Leeds Intelligencer - Tuesday 10 June 1777, page 2.

How had the Porter got to Leeds, which is well inland? Probably by water. In the early 18th century a canal - the Aire and Calder Navigation - linked Leeds to the sea at Goole. My guess would be that the Porter came along that route. First by sea from London to Goole and from there to Leeds by river and canal.

Felix Calvert was, at the time, one of the largest London Porter breweries, hence one of the largest breweries in the world. As you can see in this table, they were in third place, behind only John Calvert and Whitbread:

Largest London Porter brewers in 1777
Brewer output (barrels)
Thrale 85,300
Whitbread 110,100
Truman 80,900
Felix Calvert 87,000
John Calvert 106,400
Meux, Reid 27,500
Gyfford 81,100
“The Brewing Industry in England 1700-1830”, Peter Mathias, 1959, p 551-552

Why did they bother mentioning that a barrel was 36 gallons and a kilderkin 18 gallons? Because this is from a time when Ale and Beer barrels were different sizes. An Ale barrel held just 32 gallons and an Ale Kilderkin 16 gallons.
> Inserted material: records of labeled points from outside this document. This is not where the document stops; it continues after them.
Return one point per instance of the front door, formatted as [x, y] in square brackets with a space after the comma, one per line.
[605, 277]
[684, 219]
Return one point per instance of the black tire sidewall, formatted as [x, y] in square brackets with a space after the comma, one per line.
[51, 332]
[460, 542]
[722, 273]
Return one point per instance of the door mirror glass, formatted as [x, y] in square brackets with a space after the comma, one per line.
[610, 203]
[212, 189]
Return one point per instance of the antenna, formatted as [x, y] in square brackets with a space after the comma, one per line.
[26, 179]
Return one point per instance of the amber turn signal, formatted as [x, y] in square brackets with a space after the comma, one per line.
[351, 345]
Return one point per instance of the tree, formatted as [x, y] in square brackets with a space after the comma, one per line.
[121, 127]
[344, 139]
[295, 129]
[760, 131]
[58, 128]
Price stability. Something that's hard to imagine nowadays. In 1914, a barrel of Porter cost 36 shillings. Scarcely any more Less than the 38 shillings being charged in 1777. The extra two bob could well have been for the trouble of lugging it all the way to Leeds.


BryanB said...

Is that 1914 price - lower than the 1770 price - correct? Or is it for a 32gal cask?

Ron Pattinson said...

Slight mistake in the text there. The 1914 price really was lower than the 1770 one.